La feuille de route proposée par Modi s'articule autour de trois axes : représentation, capacité de réponse et élaboration des normes, dans le but de renforcer le poids des économies émergentes dans les institutions internationales. Le premier ministre a souligné que la réforme du Conseil de sécurité des Nations Unies « ne peut plus être reportée » et que les négociations doivent être associées à des délais définis et des résultats concrets.
Modi a également défendu que le pouvoir de vote, les postes de direction et les priorités des institutions financières internationales doivent refléter le poids actuel des économies qui impulsent la croissance mondiale. L'Inde, qui assure la présidence tournante du bloc cette année, entend que les BRICS transforment le consensus interne en résultats concrets à l'échelle mondiale.
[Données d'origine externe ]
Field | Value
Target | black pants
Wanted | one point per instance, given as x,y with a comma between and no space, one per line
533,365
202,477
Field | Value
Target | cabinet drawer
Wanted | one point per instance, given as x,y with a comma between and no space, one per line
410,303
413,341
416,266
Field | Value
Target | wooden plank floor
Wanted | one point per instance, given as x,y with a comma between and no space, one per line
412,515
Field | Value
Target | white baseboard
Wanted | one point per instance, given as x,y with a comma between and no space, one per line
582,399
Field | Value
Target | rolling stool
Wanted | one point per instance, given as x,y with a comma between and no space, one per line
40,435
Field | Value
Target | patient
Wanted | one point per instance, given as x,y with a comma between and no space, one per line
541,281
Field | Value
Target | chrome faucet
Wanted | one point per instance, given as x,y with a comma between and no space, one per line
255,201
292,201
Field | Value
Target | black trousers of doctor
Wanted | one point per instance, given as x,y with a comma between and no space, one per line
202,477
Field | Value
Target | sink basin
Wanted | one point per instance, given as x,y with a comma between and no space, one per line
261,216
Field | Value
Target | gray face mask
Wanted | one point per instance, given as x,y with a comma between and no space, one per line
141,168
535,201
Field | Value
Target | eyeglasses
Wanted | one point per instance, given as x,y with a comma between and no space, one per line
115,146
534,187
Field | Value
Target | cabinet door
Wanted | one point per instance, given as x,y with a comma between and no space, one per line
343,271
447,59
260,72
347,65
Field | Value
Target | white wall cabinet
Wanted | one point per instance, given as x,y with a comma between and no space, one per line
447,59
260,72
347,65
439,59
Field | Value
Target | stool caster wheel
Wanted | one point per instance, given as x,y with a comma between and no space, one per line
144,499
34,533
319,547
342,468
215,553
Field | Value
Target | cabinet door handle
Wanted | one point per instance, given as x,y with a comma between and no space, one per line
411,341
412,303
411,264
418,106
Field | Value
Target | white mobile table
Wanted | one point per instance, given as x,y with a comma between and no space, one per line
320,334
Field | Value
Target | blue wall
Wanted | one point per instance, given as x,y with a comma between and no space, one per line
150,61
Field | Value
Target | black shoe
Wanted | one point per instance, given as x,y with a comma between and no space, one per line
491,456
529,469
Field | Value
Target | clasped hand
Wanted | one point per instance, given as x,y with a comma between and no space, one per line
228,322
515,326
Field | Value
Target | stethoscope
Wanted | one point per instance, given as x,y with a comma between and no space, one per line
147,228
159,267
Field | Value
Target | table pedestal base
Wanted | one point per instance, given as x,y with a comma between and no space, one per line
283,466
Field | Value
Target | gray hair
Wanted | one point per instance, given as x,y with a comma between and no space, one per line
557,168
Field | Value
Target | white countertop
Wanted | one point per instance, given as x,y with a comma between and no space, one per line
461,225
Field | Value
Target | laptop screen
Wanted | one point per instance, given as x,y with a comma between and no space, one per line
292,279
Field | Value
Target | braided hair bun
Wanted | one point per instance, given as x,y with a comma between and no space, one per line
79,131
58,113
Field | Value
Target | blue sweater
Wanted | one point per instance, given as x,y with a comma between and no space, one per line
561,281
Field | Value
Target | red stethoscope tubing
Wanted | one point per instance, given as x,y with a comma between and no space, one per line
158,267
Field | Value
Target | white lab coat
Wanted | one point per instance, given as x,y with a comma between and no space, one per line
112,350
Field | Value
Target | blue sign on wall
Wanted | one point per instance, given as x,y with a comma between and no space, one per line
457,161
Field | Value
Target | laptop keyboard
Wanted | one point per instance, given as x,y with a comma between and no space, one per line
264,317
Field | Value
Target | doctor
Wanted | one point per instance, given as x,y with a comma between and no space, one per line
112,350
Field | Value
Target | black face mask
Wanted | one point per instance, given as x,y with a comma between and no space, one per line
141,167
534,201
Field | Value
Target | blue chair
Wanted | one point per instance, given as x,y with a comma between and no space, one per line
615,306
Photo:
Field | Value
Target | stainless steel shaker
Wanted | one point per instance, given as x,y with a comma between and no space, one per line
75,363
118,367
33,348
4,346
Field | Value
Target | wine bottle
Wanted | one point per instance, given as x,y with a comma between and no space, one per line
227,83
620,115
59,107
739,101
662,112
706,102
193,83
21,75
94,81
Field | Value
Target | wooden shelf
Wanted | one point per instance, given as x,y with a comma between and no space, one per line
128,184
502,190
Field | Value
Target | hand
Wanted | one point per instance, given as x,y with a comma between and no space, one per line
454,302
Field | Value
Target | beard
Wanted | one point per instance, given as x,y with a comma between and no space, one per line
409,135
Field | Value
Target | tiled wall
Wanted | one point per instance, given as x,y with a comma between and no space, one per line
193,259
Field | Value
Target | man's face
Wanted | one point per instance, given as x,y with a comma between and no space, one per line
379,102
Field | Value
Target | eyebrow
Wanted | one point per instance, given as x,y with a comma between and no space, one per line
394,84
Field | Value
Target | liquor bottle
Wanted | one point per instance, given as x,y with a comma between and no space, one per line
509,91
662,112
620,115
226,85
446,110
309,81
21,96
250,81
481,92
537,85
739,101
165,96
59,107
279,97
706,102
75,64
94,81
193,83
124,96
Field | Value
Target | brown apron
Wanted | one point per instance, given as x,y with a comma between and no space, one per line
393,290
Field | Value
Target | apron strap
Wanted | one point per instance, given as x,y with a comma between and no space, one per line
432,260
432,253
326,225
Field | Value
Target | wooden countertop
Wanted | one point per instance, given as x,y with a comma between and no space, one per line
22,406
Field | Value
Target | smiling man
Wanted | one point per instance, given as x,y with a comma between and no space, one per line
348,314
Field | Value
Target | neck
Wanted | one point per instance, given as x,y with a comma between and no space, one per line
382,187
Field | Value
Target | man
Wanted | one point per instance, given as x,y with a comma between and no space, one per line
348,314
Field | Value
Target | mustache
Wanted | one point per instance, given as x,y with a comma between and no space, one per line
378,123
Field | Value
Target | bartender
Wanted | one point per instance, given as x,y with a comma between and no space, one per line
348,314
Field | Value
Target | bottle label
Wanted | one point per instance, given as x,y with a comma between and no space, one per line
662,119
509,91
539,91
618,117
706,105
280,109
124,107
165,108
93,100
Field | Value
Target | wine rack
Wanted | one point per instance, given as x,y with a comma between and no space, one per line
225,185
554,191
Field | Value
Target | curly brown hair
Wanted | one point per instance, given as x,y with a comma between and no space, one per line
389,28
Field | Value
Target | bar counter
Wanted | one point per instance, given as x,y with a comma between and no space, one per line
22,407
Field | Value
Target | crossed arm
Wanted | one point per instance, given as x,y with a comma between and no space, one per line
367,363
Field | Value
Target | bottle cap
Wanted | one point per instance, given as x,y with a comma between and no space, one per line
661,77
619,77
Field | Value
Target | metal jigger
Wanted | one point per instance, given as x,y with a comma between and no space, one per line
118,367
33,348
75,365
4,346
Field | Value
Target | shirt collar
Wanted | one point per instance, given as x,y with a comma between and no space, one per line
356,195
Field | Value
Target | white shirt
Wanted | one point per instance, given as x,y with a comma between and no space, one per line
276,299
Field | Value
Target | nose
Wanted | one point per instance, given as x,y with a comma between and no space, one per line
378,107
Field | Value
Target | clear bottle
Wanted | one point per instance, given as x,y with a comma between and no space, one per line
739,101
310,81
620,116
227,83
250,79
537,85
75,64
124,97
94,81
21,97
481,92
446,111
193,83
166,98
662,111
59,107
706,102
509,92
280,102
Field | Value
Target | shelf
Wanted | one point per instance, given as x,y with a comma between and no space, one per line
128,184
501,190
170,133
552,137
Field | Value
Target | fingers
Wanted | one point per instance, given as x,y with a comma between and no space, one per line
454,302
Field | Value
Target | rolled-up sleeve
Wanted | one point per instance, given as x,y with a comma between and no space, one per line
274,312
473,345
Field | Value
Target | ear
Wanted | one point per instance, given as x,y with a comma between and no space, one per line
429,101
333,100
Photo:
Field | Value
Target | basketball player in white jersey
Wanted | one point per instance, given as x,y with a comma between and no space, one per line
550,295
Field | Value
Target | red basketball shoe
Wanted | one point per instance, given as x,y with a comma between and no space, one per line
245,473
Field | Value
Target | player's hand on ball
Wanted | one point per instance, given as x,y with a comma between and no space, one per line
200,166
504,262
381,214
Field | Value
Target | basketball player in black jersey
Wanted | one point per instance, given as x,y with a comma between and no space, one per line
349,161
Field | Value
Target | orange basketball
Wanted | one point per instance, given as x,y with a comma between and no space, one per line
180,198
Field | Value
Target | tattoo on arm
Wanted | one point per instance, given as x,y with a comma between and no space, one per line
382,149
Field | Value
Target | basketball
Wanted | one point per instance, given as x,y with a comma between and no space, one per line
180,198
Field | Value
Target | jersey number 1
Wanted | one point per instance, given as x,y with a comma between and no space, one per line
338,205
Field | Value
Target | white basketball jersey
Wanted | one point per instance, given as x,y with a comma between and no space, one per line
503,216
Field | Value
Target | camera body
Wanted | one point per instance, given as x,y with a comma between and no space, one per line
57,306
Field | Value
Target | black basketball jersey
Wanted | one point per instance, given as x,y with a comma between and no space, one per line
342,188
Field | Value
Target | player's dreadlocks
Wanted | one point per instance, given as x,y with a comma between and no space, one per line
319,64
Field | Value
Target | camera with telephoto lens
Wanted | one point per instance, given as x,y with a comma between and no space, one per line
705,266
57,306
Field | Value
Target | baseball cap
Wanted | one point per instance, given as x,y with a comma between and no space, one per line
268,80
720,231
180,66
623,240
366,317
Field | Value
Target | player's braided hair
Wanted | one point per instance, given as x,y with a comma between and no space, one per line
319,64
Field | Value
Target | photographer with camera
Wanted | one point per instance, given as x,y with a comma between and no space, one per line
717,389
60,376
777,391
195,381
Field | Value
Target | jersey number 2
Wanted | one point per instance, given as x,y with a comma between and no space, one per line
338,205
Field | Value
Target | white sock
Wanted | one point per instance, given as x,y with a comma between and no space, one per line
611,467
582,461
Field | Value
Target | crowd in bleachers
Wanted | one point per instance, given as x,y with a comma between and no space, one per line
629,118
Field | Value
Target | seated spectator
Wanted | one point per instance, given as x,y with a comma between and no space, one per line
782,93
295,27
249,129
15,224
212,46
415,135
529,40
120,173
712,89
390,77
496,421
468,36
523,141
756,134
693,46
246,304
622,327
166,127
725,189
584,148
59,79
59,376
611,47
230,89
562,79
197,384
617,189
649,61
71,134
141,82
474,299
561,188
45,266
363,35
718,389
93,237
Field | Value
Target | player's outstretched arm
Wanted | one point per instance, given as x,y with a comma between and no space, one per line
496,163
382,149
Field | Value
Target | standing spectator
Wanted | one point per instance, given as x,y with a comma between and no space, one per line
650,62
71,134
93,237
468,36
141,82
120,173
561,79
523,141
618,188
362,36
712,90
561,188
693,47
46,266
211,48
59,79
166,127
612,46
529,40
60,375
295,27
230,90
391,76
Le premier ministre a déclaré que le Sud global « se trouve aujourd'hui au premier rang des crises mondiales, mais au dernier rang de la prise de décision », demandant que la « pyramide des privilèges » se transforme en « plateforme de partenariat ». Modi a insisté sur le fait que les BRICS « ne sont contre personne » et doivent avancer en intégrant tous, dans une tentative de présenter le bloc comme une plateforme de réforme du système international et non comme une alliance de confrontation.